Inflammatory pigment epithelial detachment associated with Blastocystis hominis

Ellen N. Yu-Keh, MD, Felipe I. Tolentino MD, Amadeo A.S. Veloso Jr., MD

INTESTINAL parasites are an uncommon cause of retinal disease. We report a case of inflammatory pigment
epithelial detachment (PED) presumed to be secondary to the amoeba Blastocystis hominis.

A 46-year-old Filipino male presented with visual distortion of the left eye for 7 months. Uncorrected
visual acuity was 20/20 but with metamorphopsia on amsler grid testing. Examination revealed the presence
of a subretinal cystic lesion on the fovea, approximately one-third-disc diameter in size (Figure 1). Optical
coherence tomography (OCT) showed PED with a hyperreflective lesion over the detached RPE (Figure 2A). The lesion demonstrated early hyperfluorescence with late staining on fluorescein angiography (FA)

(Figure 3A) and indocyanine green angiography (ICG) (Figure 3B). Work-up included a fecalysis which revealed the presence of Blastocystis hominis. The patient was treated with oral metronidazole 500 mg 3 times a day for 1 week. Fecalysis was normal after treatment. OCT performed 1 and 3 months after treatment remained unchanged. At 5 months, the PED resolved with return of the normal foveal contour by OCT (Figure 2B). Visual acuity was maintained at 20/20, and no recurrence was noted in 30 months follow-up.

B. hominis, currently classified as an amoeba, is transmitted by the fecal-oral route. Although its clinical
significance is controversial, it is generally believed to cause intestinal disease.1 Symptoms are nonspecific and include

diarrhea, nausea, abdominal pain and discomfort. Asymptomatic infections are not uncommon,2
with detection of B. hominis in the stool as an incidental finding as in this case. The average size of B. hominis is 4 to 15 mm in diameter2 and can only be seen under microscopy. Its common form is nonmotile, which may explain the absence of a destructive retinitis found when a motile parasite invades the retina such as in diffuse unilateral subacute neuroretinitis (DUSN). Instead, its presence in the RPE produces a local inflammatory response with subretinal-fluid accumulation and subsequent RPE detachment. OCT before treatment revealed an appearance characteristic of a PED with concave, dome-shaped, smooth elevation of the RPE with an optically quiet zone within.3 Common causes of PEDs include a coexisting choroidal neovascularization (CNV) and central serous chorioretinopathy (CSR). Further studies with FA and ICG ruled out the presence of CNV, which presents with late leakage of a hot spot. The typical “smokestack” or “inkblot” appearance noted on FA in eyes with CSR due to dye leakage under the detached neurosensory retina was also absent. The presence of a hyperreflective lesion over the detached RPE led us to suspect an infectious etiology for the PED, which was confirmed by fecalysis, and its resolution with oral antihelminthic therapy. In conclusion, intestinal parasitic infection may be associated with retinal disease, and should be included in the differential diagnosis of RPE detachment when OCT reveals a hyperreflective lesion.

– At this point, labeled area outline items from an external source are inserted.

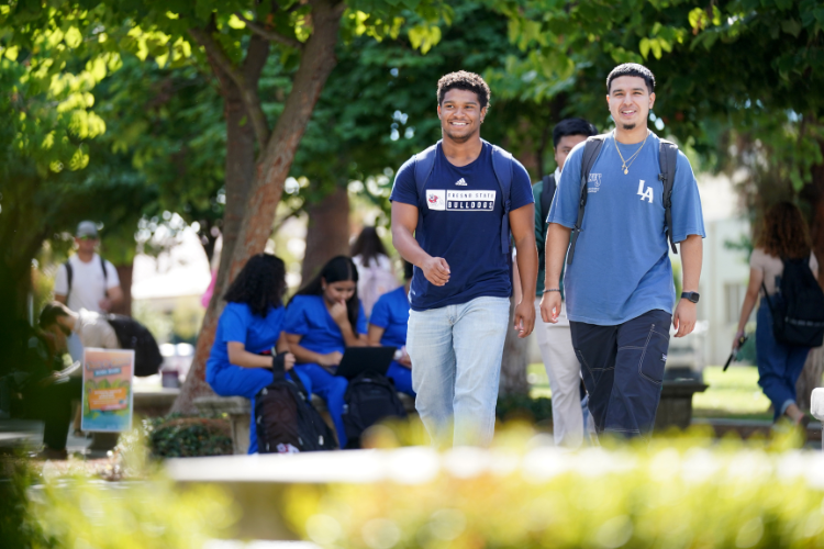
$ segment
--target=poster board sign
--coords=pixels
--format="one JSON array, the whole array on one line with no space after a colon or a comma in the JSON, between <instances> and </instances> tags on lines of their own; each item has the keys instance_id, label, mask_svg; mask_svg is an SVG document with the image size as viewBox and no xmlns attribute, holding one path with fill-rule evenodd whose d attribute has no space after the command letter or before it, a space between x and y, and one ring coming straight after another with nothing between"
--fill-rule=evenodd
<instances>
[{"instance_id":1,"label":"poster board sign","mask_svg":"<svg viewBox=\"0 0 824 549\"><path fill-rule=\"evenodd\" d=\"M132 428L133 374L134 350L83 350L82 430Z\"/></svg>"}]
</instances>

1. Forbes B, Sahm D, Weissfeld A. Laboratory methods for diagnosis of parasitic infections. In: Bailey and Scott’s Diagnostic Microbiology 12th ed. Missouri: Mosby, 2007; 543-629.
2. Stenzel DJ, Boreham PF. Blastocystis hominis revisited. Clin Microbiol Rev 1996; 9: 563-584.
3. Mavrofrides EC, Villate N, Rosenfeld PJ, et al. Optical coherence tomography of ocular diseases. In: Schuman JS, Puliafito CA, Fujimoto JG, eds. Optical Coherence Tomography of Ocular Diseases. Thorofare, NJ: SLACK Inc., 2004; 243-343.